L’analyse du cycle de vie
Les émissions de GES ont été calculées par l’Analyse du cycle de vie (ACV). « C’est une méthode transparente et normalisée, utilisée dans Agribalyse et qui servira pour l’affichage environnemental », précise Ariane Grisey, CTIFL. La méthode comprend 18 indicateurs, dont l’impact sur le changement climatique (empreinte carbone). Au verger, elle prend en compte tous les intrants (fumure organique, minérale, produits phytosanitaires, plants, énergie… ), leur processus d’application (tracteurs, outils, carburants) et tout ce qui sort de la parcelle (produit principal, coproduits, émissions de N2O, NO3-, P, pesticides, érosion…). Deux outils ont été utilisés : Mean d’INRAE pour la collecte et le calcul des émissions directes de GES, et SimaPro, le logiciel d’ACV.
Augmenter le stockage du carbone : « Broyer et réincorporer plutôt que brûler »
Le projet GreenGo de l’Ademe a permis de calculer le stockage du carbone assuré par un verger au bout de 20 ans.

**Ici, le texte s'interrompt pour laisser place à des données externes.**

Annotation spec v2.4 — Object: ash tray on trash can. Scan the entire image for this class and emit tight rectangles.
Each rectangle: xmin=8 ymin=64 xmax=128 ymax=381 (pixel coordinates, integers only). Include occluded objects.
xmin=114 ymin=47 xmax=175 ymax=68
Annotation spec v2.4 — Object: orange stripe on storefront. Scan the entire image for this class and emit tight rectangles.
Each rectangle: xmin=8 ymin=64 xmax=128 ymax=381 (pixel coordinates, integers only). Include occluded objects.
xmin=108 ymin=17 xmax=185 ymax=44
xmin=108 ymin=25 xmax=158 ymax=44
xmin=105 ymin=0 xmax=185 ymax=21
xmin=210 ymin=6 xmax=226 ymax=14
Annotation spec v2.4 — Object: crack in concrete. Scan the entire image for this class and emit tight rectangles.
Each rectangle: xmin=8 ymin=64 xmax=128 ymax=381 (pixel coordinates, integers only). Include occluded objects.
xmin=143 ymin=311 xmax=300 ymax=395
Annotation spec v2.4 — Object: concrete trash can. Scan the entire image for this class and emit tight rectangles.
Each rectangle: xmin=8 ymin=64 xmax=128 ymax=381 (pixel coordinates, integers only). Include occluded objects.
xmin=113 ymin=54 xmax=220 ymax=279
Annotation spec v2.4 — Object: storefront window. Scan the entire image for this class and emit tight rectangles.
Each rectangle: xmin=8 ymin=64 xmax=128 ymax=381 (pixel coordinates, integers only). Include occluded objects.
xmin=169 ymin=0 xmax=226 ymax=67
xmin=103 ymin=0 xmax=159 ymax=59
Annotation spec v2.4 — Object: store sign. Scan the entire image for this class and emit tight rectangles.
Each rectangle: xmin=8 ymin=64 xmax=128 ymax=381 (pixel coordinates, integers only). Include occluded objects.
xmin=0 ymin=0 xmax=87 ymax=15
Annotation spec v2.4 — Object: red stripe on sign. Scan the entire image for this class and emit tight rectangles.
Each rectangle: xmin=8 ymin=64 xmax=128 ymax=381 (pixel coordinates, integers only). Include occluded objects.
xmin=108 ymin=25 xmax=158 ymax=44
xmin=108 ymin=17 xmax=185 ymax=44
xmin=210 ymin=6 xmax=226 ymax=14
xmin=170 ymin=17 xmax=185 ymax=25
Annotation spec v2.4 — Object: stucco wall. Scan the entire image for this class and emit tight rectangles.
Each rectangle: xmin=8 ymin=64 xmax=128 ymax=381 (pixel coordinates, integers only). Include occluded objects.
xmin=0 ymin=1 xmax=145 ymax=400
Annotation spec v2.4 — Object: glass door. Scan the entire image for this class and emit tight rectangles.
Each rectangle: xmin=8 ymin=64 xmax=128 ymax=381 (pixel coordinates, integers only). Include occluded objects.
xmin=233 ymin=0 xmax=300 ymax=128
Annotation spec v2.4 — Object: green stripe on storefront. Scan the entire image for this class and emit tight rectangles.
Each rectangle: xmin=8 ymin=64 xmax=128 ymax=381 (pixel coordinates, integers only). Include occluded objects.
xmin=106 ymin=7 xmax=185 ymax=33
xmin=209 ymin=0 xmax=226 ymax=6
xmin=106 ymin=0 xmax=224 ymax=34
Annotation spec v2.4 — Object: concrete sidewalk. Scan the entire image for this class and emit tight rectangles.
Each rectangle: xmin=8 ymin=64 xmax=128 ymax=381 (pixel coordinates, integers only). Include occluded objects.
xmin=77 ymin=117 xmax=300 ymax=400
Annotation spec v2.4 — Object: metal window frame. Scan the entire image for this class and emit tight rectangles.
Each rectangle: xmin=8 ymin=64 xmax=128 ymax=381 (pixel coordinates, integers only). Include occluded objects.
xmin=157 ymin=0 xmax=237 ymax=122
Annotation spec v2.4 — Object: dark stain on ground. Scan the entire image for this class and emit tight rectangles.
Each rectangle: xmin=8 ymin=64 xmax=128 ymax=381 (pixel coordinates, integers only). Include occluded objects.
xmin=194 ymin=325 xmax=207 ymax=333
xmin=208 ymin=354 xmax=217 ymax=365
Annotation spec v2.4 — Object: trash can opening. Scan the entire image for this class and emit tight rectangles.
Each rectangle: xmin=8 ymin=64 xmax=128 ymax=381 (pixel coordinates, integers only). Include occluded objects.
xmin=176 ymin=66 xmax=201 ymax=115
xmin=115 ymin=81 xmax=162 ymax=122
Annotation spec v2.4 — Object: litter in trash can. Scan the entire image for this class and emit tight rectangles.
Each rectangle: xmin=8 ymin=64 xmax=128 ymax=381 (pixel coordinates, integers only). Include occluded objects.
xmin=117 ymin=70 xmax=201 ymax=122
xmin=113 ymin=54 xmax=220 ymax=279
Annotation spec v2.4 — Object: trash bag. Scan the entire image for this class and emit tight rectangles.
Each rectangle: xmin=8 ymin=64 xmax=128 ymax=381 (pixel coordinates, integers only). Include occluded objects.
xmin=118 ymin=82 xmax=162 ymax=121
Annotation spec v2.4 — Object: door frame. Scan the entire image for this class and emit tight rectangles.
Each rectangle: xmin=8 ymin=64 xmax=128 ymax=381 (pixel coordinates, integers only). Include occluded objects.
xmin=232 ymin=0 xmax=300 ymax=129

Le stockage par les arbres fruitiers est de 10 à 30 tonnes carbonne par hectare (t C/ha), le stockage par le sol de 3 à 6 t C/ha et celui des haies qui entourent les vergers de 5,5 t C/ha, soit au total 20 à 40 t C/ha. Après conversion, un verger moyen sur 20 ans emmagasine donc 96 t eq. CO2/ha, dont 51 t dans les arbres, 9,3 t liées au bois de taille s’il est enfoui dans le verger et 35,7 t dans le sol. En parallèle, les émissions du verger (c'est-à-dire l'entretien) sur 20 ans sont de 84 t eq. CO2/ha. « Mais le brûlage des arbres en fin de vie émet 13,3 t eq. CO2/ha, soit 11 à 23 % des émissions du verger, » signale Ariane Grisey. « Il faudrait broyer les arbres et les réincorporer au sol plutôt que de les brûler. » L’ANPP a créé un groupe de travail pour étudier les possibilités de réduction des GES liées à la fin de vie des arbres, via le broyage et/ou la filière bois énergie.

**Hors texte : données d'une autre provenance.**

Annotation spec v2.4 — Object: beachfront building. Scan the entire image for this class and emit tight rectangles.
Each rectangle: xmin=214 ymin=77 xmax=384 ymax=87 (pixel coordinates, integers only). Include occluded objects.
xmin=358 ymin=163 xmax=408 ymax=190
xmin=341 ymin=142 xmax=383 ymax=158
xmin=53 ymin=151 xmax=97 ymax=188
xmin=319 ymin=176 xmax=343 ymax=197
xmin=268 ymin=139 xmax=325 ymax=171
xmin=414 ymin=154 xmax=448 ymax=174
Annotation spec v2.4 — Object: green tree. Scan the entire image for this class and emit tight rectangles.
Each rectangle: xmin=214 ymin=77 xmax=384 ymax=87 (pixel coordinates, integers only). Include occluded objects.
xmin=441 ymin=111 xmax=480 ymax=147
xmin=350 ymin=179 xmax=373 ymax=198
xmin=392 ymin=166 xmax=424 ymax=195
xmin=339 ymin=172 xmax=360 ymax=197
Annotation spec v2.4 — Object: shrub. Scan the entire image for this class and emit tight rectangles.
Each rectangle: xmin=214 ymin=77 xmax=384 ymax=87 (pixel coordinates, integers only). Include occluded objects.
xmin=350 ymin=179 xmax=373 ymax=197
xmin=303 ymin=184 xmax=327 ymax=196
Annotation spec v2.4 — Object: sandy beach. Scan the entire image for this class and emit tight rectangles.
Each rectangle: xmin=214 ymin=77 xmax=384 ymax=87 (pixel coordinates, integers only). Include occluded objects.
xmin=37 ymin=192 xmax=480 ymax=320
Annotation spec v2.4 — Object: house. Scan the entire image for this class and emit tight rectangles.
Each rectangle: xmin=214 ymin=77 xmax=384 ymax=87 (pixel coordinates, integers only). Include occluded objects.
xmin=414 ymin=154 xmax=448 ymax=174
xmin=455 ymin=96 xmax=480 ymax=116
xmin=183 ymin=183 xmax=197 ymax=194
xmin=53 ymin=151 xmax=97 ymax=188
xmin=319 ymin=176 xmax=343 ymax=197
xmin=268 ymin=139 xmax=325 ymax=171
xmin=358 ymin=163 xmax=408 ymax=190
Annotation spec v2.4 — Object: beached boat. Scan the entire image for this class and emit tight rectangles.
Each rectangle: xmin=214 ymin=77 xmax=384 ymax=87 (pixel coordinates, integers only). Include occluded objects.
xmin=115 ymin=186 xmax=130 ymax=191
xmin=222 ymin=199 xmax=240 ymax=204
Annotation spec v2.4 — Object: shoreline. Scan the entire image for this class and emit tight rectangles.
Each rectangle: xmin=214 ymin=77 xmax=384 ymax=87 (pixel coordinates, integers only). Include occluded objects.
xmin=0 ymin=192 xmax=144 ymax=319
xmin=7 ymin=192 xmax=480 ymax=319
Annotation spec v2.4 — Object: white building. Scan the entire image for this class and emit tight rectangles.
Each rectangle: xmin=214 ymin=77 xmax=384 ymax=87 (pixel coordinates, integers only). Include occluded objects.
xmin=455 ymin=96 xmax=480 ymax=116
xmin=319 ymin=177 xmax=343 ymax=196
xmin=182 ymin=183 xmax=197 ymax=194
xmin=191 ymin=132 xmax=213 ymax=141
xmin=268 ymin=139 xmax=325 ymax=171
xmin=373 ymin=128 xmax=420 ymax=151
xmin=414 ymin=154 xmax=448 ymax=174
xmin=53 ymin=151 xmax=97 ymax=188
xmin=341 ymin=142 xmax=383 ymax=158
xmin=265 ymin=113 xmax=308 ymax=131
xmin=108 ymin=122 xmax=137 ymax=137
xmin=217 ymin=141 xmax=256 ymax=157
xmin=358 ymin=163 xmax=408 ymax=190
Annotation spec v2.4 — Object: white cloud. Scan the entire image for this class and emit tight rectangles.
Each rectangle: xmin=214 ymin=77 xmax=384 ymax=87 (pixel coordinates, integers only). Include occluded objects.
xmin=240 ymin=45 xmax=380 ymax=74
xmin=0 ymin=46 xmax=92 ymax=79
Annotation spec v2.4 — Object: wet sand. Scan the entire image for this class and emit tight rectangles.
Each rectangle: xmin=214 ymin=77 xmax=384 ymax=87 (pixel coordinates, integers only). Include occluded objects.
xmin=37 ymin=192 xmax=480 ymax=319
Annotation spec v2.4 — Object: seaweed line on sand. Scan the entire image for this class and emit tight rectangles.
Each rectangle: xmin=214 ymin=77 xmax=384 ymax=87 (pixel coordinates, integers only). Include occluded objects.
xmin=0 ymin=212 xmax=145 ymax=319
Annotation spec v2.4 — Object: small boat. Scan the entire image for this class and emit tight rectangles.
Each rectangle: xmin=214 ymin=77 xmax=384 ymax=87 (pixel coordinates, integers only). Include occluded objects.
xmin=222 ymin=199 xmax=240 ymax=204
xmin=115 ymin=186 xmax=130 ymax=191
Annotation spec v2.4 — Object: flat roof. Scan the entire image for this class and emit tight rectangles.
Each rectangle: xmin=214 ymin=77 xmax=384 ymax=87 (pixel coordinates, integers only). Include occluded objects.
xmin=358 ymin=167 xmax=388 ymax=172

44 % des impacts en transformation
Les emballages logistiques et de vente représentent 44 % des émissions, la distribution et l’amont agricole 23 % chacun. « Au-delà de son empreinte carbone, l’emballage représente plus de 30 % des impacts pour 8 indicateurs sur 16 de l’Analyse du Cycle de Vie des pommes, » souligne Pauline Audois, du centre technique CTCPA. « Son éco-conception est donc essentielle, en termes d’épaisseur et de composition pour qu’ils soient recyclables. »

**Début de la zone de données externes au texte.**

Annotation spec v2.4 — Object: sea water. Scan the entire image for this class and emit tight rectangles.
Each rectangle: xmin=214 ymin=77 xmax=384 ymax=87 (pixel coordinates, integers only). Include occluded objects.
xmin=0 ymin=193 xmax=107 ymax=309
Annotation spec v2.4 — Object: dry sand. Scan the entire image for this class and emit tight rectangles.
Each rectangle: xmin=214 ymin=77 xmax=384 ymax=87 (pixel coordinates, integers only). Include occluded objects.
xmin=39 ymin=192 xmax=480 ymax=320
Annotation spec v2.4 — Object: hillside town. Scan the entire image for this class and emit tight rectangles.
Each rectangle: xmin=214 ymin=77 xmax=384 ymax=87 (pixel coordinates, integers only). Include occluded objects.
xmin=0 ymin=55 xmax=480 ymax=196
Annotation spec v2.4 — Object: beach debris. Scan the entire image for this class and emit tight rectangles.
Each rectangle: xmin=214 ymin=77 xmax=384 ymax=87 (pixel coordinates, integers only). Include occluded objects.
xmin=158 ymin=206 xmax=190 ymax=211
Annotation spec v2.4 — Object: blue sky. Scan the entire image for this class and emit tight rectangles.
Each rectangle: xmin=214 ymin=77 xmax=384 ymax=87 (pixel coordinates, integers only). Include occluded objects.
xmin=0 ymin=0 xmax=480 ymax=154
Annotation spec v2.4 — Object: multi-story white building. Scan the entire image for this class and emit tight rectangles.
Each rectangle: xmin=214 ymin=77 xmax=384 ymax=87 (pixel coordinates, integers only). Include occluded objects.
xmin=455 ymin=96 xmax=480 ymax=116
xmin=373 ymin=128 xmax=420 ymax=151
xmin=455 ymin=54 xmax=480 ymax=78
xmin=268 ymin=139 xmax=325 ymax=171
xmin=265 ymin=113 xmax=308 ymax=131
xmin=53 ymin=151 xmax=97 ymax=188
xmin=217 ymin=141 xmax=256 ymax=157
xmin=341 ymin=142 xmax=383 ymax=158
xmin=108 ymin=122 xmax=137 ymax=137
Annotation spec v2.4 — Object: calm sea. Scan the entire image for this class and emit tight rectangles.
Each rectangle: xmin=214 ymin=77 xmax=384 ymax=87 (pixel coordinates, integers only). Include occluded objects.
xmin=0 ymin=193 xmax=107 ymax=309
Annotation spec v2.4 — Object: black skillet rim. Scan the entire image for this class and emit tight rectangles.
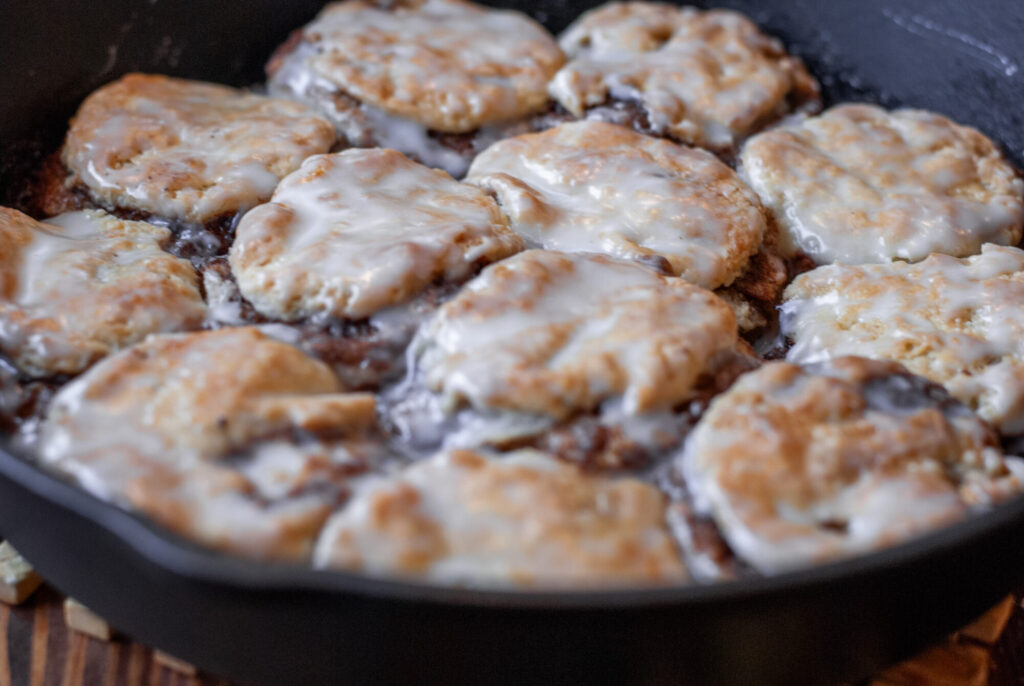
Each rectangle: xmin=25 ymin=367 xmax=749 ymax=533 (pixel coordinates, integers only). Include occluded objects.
xmin=0 ymin=442 xmax=1024 ymax=611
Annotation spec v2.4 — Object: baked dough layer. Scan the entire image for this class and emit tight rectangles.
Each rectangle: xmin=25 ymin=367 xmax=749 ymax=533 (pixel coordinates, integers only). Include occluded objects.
xmin=314 ymin=451 xmax=687 ymax=588
xmin=39 ymin=328 xmax=385 ymax=559
xmin=230 ymin=148 xmax=523 ymax=320
xmin=781 ymin=245 xmax=1024 ymax=435
xmin=413 ymin=250 xmax=737 ymax=419
xmin=740 ymin=104 xmax=1024 ymax=264
xmin=0 ymin=208 xmax=206 ymax=377
xmin=549 ymin=2 xmax=818 ymax=151
xmin=466 ymin=122 xmax=767 ymax=289
xmin=270 ymin=0 xmax=565 ymax=133
xmin=61 ymin=74 xmax=335 ymax=223
xmin=680 ymin=357 xmax=1022 ymax=573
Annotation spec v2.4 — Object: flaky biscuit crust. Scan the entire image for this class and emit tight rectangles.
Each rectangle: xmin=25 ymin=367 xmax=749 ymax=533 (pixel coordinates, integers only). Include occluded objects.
xmin=680 ymin=357 xmax=1021 ymax=573
xmin=271 ymin=0 xmax=565 ymax=133
xmin=40 ymin=328 xmax=375 ymax=558
xmin=0 ymin=208 xmax=206 ymax=377
xmin=740 ymin=104 xmax=1024 ymax=264
xmin=413 ymin=250 xmax=737 ymax=419
xmin=230 ymin=149 xmax=523 ymax=320
xmin=782 ymin=245 xmax=1024 ymax=435
xmin=61 ymin=74 xmax=335 ymax=223
xmin=315 ymin=451 xmax=687 ymax=588
xmin=466 ymin=122 xmax=767 ymax=289
xmin=549 ymin=2 xmax=818 ymax=151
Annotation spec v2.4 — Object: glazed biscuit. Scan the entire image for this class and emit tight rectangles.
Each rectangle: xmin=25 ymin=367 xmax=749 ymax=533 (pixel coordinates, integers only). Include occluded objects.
xmin=740 ymin=104 xmax=1024 ymax=264
xmin=549 ymin=2 xmax=818 ymax=153
xmin=230 ymin=149 xmax=523 ymax=320
xmin=61 ymin=74 xmax=335 ymax=223
xmin=314 ymin=451 xmax=687 ymax=588
xmin=39 ymin=328 xmax=385 ymax=559
xmin=466 ymin=122 xmax=766 ymax=289
xmin=267 ymin=0 xmax=564 ymax=176
xmin=413 ymin=250 xmax=737 ymax=420
xmin=0 ymin=208 xmax=206 ymax=377
xmin=781 ymin=245 xmax=1024 ymax=435
xmin=679 ymin=357 xmax=1022 ymax=573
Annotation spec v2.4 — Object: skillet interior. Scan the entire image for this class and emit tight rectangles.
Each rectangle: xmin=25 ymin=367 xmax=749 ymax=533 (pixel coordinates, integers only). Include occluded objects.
xmin=0 ymin=0 xmax=1024 ymax=684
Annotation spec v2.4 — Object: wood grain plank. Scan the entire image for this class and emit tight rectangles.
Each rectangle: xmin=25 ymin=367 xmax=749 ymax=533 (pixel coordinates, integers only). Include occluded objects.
xmin=127 ymin=643 xmax=146 ymax=686
xmin=0 ymin=604 xmax=11 ymax=686
xmin=103 ymin=643 xmax=121 ymax=686
xmin=60 ymin=632 xmax=89 ymax=686
xmin=29 ymin=602 xmax=50 ymax=686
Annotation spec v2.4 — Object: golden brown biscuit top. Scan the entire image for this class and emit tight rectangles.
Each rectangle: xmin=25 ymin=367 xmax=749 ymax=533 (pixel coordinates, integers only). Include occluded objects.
xmin=782 ymin=245 xmax=1024 ymax=434
xmin=40 ymin=328 xmax=385 ymax=558
xmin=741 ymin=104 xmax=1024 ymax=264
xmin=62 ymin=74 xmax=335 ymax=223
xmin=680 ymin=357 xmax=1022 ymax=573
xmin=268 ymin=0 xmax=565 ymax=133
xmin=549 ymin=2 xmax=818 ymax=149
xmin=413 ymin=250 xmax=737 ymax=419
xmin=314 ymin=451 xmax=687 ymax=587
xmin=466 ymin=122 xmax=767 ymax=289
xmin=0 ymin=208 xmax=206 ymax=377
xmin=230 ymin=148 xmax=523 ymax=319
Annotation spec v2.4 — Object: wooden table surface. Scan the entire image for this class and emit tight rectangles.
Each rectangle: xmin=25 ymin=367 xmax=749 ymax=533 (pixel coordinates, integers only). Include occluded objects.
xmin=0 ymin=573 xmax=1024 ymax=686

L’optimisation de la distance et du taux de chargement du verger à l’usine est également importante, le transport du verger à l’usine ayant un impact équivalent à celui de la production des pommes. Enfin, la transformation elle-même ne représente que 7 % des impacts, liés surtout à la consommation de gaz et électricité et à la gestion des déchets. Même si elle est peu contributrice, des actions sont possibles pour réduire la consommation d’énergie et mieux gérer les déchets à l’usine. Les chercheurs ont étudié l’impact carbone d’une compote, représentative des principales références de compotes vendues en portions individuelles. Ses émissions sont de 0,9 kg eq. CO2/kg de compote.